= The ImaginAsian =

Movie theater in New York City

The ImaginAsian was a 300 seat movie theater in Midtown Manhattan, New York City, dedicated to exclusively showcasing Asian films, music performances, and live events. It was located on 59th Street between 2nd and 3rd Avenues, and opened in 2005.

The ImaginAsian was owned by ImaginAsian Entertainment, which also operated ImaginAsian TV (a 24/7 cable network), ImaginAsian Radio, and iaLink, an online e-zine. In 2007 the company opened another theatre, the ImaginAsian Center in Los Angeles.

All films shown at The ImaginAsian were in their original language and subtitled for English-speaking audiences. The theatre was able to project English subtitles onto films that did not previously have an English subtitled release.

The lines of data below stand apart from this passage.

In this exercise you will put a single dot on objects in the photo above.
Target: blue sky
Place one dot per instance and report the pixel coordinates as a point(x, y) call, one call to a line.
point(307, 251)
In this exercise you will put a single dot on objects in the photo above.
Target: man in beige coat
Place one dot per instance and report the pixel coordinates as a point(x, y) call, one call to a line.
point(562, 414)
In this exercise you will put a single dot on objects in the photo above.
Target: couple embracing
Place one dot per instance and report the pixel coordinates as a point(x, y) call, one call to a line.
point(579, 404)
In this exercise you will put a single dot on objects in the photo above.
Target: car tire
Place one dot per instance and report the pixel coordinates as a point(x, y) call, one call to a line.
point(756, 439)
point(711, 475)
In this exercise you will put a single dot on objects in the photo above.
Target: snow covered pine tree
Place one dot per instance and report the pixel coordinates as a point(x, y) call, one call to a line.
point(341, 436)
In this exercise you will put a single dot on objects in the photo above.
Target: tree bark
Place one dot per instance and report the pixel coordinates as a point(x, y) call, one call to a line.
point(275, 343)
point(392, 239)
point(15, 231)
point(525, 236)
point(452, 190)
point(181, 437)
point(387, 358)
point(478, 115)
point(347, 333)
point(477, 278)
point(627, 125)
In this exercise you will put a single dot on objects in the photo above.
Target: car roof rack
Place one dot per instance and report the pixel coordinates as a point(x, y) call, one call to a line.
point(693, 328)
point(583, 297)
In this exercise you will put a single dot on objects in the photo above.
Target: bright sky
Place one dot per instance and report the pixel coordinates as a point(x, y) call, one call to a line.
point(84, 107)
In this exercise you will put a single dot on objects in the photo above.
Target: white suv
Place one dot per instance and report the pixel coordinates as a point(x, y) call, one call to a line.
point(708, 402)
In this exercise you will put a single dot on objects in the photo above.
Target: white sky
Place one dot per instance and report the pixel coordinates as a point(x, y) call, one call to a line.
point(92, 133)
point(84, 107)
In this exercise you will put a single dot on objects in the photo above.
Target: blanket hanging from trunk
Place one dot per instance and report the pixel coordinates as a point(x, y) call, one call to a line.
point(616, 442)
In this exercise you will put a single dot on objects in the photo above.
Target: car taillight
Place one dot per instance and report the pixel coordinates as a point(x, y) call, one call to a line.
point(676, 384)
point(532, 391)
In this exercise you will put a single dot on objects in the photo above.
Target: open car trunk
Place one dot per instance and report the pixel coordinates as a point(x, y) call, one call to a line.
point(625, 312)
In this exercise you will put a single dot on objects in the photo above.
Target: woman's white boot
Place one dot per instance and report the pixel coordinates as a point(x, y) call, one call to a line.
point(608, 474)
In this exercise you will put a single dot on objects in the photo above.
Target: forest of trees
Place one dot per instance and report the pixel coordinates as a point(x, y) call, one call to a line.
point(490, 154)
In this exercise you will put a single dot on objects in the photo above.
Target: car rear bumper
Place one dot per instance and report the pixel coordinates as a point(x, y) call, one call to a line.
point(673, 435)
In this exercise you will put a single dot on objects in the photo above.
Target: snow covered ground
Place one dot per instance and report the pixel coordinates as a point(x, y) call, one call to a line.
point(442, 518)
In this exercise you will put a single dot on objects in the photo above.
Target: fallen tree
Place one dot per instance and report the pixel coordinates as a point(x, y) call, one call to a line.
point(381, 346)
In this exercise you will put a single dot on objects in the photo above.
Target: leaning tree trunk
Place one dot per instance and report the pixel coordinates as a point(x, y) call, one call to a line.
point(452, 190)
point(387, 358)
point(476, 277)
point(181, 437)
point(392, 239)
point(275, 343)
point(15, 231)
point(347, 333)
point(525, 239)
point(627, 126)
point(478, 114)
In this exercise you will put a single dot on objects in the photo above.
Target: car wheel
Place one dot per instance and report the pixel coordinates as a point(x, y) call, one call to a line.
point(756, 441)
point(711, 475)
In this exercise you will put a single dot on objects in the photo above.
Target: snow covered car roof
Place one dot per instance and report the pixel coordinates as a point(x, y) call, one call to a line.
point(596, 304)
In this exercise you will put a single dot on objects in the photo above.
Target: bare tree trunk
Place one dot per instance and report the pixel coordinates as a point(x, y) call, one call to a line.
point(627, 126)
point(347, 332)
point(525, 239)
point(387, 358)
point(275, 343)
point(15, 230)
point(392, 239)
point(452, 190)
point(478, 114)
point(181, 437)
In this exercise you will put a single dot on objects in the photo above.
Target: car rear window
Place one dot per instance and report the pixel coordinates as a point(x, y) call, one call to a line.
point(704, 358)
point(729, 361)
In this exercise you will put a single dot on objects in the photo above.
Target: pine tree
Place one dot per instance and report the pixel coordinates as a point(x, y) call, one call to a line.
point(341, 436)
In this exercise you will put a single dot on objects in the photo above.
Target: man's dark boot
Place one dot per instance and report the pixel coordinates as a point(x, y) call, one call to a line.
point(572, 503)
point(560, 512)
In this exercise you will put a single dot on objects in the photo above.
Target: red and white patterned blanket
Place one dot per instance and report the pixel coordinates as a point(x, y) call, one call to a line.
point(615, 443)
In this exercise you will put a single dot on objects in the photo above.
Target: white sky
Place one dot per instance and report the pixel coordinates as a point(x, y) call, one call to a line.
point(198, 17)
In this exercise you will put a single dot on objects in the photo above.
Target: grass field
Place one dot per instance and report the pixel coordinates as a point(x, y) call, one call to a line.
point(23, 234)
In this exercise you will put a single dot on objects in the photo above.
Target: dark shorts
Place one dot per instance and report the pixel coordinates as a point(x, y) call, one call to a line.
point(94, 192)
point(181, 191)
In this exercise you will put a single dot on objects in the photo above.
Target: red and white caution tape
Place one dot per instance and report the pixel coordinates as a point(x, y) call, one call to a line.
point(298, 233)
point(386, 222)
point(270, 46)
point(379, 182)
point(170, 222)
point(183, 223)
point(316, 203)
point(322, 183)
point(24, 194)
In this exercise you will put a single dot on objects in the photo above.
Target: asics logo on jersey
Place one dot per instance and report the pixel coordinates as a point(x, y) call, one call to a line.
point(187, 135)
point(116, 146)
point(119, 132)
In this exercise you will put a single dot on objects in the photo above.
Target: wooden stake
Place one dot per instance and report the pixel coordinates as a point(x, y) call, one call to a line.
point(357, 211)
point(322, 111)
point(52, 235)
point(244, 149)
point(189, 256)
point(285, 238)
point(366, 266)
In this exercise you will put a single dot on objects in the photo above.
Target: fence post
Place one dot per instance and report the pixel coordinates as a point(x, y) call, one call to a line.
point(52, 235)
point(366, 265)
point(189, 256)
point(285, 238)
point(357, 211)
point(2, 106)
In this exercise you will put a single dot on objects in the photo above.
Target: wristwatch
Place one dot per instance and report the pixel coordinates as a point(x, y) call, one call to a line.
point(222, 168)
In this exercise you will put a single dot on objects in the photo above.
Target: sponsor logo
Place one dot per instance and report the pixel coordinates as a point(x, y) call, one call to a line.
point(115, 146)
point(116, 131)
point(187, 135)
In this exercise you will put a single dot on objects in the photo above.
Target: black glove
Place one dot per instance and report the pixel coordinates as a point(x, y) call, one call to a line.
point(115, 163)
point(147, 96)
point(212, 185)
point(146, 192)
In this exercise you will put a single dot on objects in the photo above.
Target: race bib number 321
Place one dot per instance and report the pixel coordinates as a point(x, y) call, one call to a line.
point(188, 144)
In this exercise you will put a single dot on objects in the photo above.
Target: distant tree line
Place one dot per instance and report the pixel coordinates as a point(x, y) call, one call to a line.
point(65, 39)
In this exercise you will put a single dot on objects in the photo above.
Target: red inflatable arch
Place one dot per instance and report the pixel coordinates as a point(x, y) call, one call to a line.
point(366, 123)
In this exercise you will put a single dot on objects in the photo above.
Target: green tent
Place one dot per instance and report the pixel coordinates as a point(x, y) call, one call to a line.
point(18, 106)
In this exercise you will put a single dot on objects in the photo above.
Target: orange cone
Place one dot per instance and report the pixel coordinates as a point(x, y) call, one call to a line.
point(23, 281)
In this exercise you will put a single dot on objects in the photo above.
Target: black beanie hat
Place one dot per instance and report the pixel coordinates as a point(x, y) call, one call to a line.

The ImaginAsian primarily showcased Asian films, including films from Japan, China, India, Thailand, Vietnam, Korea and the Philippines, as well as Asian American films from the United States. New box-office hits and independent films were shown alongside lesser-known classic titles. It also hosted several film festivals, including the New York Asian Film Festival and the New York Filipino Film Festival.

The ImaginAsian was housed in a completely renovated Clearview Cinemas location, which was formerly known as the DW Griffith Theater. The theatre was acquired by Phoenix Cinemas, until they closed the location in 2014.